If reunification is a possibility, I continue with something about "while your mother is trying to learn how to be better at keeping children safe and helping them grow up."  

If neglect and abuse were not from the mother I can also say that she was good at loving them, but not as good at keeping them safe, or not as good at helping them grow, etc. 

If visitation and contact will continue I can add something about that also.  One of the reasons I like this approach is because it doesn't villify the parent that the child still misses and is drawn to.  It is a simple statement of fact.  It doesn't put me in place of the parent either. It opens the door for later discussions about being able to love the parent and still having room in their heart for someone else.  Kids who suffer from FAS or other repercussions from seriously poor prenatal choices may require some extra thought and care in answering if they are aware of those issues. 
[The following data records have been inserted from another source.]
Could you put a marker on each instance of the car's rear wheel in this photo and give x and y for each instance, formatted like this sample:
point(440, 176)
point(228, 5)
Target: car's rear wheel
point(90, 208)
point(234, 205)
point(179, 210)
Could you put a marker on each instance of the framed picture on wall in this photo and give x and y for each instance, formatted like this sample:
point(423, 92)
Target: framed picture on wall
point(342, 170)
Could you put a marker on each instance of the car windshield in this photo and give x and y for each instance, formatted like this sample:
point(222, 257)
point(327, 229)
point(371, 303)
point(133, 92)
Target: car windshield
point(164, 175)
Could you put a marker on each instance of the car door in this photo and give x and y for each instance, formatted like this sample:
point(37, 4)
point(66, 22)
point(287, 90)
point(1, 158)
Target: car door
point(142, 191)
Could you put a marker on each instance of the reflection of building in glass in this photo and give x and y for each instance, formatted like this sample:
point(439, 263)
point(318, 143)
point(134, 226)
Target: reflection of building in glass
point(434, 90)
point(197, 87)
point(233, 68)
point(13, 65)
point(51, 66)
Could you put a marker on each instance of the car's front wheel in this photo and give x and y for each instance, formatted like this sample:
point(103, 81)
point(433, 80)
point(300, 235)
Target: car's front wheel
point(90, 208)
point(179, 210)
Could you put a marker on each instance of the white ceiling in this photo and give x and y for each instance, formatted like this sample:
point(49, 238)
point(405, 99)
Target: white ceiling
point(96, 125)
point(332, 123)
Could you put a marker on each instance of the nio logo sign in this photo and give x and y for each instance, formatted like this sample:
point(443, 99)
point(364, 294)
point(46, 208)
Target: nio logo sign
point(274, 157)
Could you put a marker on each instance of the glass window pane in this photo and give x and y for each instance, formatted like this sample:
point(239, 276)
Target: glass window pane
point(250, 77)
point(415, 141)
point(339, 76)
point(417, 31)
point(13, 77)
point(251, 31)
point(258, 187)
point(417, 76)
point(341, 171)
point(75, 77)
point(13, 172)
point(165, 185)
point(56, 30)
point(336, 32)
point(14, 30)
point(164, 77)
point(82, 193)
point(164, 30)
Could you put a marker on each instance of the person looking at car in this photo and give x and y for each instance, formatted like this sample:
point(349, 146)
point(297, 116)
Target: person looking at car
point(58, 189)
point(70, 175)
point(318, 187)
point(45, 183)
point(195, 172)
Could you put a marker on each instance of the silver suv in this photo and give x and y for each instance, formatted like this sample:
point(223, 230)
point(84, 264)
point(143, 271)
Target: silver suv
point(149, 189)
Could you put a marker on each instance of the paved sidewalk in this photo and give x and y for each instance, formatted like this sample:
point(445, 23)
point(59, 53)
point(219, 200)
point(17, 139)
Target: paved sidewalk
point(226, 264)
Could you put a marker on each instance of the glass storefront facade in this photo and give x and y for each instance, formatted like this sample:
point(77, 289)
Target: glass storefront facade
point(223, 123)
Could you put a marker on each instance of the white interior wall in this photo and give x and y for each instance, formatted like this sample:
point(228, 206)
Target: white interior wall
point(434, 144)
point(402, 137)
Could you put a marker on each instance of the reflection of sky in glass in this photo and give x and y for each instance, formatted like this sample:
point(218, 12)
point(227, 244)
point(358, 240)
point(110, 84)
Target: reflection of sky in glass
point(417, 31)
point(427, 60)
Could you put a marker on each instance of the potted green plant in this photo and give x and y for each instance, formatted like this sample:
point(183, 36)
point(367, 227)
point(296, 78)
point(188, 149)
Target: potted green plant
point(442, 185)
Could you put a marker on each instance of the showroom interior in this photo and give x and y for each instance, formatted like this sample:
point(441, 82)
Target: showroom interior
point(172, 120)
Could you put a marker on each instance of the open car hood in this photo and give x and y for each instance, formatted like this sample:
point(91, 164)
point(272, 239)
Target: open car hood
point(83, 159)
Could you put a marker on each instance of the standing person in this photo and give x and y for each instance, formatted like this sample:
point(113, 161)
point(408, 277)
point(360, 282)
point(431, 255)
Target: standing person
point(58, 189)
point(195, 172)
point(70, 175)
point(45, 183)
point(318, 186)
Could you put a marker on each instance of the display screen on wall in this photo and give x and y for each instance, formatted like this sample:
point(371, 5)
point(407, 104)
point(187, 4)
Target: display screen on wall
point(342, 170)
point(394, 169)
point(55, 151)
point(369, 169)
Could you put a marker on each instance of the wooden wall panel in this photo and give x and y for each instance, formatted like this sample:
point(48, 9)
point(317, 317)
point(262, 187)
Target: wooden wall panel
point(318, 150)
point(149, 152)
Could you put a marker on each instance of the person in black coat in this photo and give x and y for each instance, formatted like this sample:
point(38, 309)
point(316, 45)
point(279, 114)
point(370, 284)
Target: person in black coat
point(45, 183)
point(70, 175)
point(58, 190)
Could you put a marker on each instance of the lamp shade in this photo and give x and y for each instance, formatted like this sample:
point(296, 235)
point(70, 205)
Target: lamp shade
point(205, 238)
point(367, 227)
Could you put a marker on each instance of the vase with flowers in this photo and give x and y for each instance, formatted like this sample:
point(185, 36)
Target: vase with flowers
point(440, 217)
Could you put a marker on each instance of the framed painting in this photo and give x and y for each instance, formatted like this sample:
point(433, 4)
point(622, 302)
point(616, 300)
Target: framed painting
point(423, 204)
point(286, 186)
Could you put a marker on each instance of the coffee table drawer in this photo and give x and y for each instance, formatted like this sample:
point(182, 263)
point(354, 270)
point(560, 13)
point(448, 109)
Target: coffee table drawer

My favorite answer a child can give:    [courtesy of Pat Miller's workshops]
All young children understand people going to school to learn things.  They go to school themselves and they see lots of young people and adults who take classes and attend school. 
When friends ask why they don't live with their mom, but with me I teach them several possible answers.

1- XXX really likes taking care of kids , so she is taking care of me while my mom can't.   [Sometimes that is enough of an answer and the friend's curiosity is satisfied.] If they ask why the mom can't.....they can go to #2 or #3

2- It's private and I don't want to talk about it.  [A great chance to teach children that privacy is ok, that you don't have to answer a question just because it is asked.]

3- I'm staying with XXX while my mom and dad are studying about being parents.  [If they understand the "all people are better at some things than other things" this doesn't seem strange and kids can usually explain it easily.]

All of these help a child out of a socially awkward situation, one where they might normally make up a lie to avoid a question they can't answer.  Children need to be taught how to handle social situations without lying. 

1 comment:

  1. I only read one entry and already I know we are simpatico. That we have one favorite movie and it's the same obscure one is wild enough. I also sing in my church choir. I'm so glad you found me! I'm going to follow your blog. I can tell that your stories and your writings are going to enrich my day. Thank you.